Your working example has
char input[]
(an array of char)
Your non working example removes the array syntax and makes it a plain char
char input
When you attempt to do:
sort(input, input + 4, &compareprec)
In the working case, because you are providing an array, you're telling it to iterate from the beginning of input to 4 past the location. In the non-working case you're telling it to go from say 'a' to 'd' (which is 'a' + 4).
Why do you have to sort anything in the second example?

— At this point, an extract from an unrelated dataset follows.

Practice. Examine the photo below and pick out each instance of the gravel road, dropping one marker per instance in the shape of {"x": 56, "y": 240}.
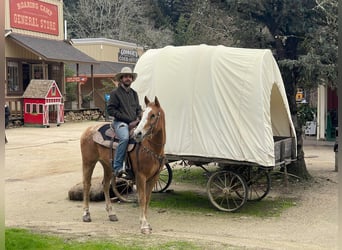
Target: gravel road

You have maximally two operators you have to compare, one on the top of the stack and one in the input. Just use your compareprec
-function and act accordingly based on the result.
And by the way, to make your code a little prettier, create a function:
bool is_operator(char s);
Almost forgot to tell you, the version of int prec(char a)
in the second example is wrong, use the first one.